Here the probability of 4 be the largest is possible for 3 sets that is {1, 2, 4} and {1,3,4} and (2,3,4) =$P(X=4)=\dfrac{3}{20}$.
Here the probability of 5 be the largest is possible for 6 sets that is {1, 2, 5} and {1,3,5} and {1, 4, 5} and {2,3,5} and {2,4,5} and {3,4,5} =$P(X=5)=\dfrac{6}{20}$.
Here the probability of 6 be the largest is possible for 10 sets that is {1, 2, 6} and {1,3,6} and {1, 4, 6} and {1,5,6} and {2,3,6} and {2,4,6} and {2,5,6} and {3,4,6} and {3,5,6} and {4,5,6} =$P(X=6)=\dfrac{10}{20}$.
The mean of $X$=$\sum xP(x)$
$\Rightarrow 3\left( \dfrac{1}{20} \right)+4\left( \dfrac{3}{20} \right)+5\left( \dfrac{6}{20} \right)+6\left( \dfrac{10}{20} \right)$
$\begin{align}
  & \Rightarrow \dfrac{3}{20}+\dfrac{12}{20}+\dfrac{30}{20}+\dfrac{60}{20} \\
 & \Rightarrow \dfrac{3+12+30+60}{20}
\end{align}$
$\begin{align}
  & \Rightarrow \dfrac{105}{20} \\
 & \Rightarrow 5.25
\end{align}$
The mean of $X$= 5.25
  The variance of $X\begin{align}
  & =\sum{{{x}^{2}}P(x)}-{{\left( \sum{xp(x)} \right)}^{2}} \\
 &
\end{align}$
             $\begin{align}
  & \Rightarrow 9\left( \dfrac{1}{20} \right)+16\left( \dfrac{3}{20} \right)+25\left( \dfrac{6}{20} \right)+36\left( \dfrac{10}{20} \right)-{{\left( \dfrac{105}{20} \right)}^{2}} \\
 & \Rightarrow \dfrac{9+48+150+360}{20}-{{\left( \dfrac{105}{20} \right)}^{2}} \\
 & \Rightarrow \dfrac{567}{20}-\left( \dfrac{11025}{400} \right) \\
 & \Rightarrow \dfrac{11340-11025}{400} \\
 & \Rightarrow \dfrac{315}{400} \\
 & \Rightarrow 0.7875
\end{align}$
  The variance of $X$=0.7875 = 0.79(approx.)
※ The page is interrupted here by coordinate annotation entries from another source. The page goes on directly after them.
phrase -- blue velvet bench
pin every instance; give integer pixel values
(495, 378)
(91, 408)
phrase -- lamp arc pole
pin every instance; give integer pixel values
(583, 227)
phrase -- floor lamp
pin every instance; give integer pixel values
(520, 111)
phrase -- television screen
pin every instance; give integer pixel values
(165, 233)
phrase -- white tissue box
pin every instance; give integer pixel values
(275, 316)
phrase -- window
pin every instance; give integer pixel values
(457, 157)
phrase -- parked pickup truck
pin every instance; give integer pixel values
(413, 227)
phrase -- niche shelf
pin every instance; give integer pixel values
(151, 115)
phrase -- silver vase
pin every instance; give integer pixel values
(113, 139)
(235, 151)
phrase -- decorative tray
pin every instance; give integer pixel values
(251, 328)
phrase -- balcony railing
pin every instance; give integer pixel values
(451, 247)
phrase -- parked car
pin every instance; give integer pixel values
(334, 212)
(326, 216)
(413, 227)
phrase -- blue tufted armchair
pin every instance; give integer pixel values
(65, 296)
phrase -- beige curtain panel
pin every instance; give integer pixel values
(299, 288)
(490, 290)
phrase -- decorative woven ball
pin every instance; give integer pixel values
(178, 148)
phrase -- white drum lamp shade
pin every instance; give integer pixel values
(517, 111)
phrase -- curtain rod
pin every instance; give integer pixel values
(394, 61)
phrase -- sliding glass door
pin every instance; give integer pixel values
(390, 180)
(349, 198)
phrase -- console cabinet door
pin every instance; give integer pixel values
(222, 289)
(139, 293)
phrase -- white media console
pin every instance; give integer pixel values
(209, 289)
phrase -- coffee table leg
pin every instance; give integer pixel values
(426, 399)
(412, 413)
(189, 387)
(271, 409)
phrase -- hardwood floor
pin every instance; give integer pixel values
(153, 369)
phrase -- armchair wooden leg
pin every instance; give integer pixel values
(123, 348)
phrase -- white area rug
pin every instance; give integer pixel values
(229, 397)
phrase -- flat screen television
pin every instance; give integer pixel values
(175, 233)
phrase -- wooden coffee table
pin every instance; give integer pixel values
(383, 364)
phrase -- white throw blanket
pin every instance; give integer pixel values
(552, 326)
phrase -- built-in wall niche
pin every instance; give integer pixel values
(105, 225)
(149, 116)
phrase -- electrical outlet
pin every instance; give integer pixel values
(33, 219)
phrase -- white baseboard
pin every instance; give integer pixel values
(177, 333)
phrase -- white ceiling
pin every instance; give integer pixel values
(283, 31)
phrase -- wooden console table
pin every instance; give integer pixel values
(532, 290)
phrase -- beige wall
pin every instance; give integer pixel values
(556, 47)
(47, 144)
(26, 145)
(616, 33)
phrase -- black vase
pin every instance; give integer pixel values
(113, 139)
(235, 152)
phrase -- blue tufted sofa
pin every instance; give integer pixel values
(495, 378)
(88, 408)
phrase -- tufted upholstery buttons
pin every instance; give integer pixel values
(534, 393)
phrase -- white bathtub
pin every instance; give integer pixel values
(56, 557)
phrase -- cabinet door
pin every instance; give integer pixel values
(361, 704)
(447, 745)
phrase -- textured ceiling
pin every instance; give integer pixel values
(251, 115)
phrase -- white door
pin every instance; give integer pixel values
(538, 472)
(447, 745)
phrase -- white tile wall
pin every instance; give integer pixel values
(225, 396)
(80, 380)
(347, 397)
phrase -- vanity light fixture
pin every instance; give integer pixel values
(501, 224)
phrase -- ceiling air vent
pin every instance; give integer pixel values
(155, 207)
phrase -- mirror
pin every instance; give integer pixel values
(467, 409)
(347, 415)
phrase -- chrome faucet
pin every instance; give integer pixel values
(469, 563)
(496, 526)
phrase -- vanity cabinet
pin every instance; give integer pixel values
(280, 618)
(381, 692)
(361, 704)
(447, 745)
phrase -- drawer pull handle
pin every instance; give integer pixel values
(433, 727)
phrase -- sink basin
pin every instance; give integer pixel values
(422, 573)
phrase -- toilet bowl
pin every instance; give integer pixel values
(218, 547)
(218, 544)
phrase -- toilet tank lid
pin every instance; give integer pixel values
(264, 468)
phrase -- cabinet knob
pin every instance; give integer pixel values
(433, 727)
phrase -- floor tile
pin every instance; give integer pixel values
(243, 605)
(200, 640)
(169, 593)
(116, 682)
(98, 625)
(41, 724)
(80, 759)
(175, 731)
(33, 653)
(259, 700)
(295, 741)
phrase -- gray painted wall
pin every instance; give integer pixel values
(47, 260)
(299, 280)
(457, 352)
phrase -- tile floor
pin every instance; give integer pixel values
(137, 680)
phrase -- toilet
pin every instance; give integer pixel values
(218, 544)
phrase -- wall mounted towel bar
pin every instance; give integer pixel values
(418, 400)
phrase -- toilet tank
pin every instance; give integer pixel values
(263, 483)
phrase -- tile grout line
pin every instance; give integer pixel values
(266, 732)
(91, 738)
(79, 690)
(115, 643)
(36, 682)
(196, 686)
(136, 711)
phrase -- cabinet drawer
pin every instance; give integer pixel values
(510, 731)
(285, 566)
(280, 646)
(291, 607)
The probability distribution is

P(x)	$\dfrac{1}{20}$	$\dfrac{3}{20}$	$\dfrac{6}{20}$	$\dfrac{10}{20}$
$\sum xP(x)$	$\dfrac{3}{20}$	$\dfrac{12}{20}$	$\dfrac{30}{20}$	$\dfrac{60}{20}$
$\sum{{{x}^{2}}p(x)}$	$\dfrac{9}{20}$	$\dfrac{48}{20}$	$\dfrac{150}{20}$	$\dfrac{360}{20}$

Note: Here we should take care that the variance of $X\begin{align}
  & =\sum{{{x}^{2}}P(x)}-{{\left( \sum{xp(x)} \right)}^{2}} \\
 &
\end{align}$ not$\sum{{{x}^{2}}p(x)}$. If we miss conceptually consider this it will completely lead us to a different and wrong answer.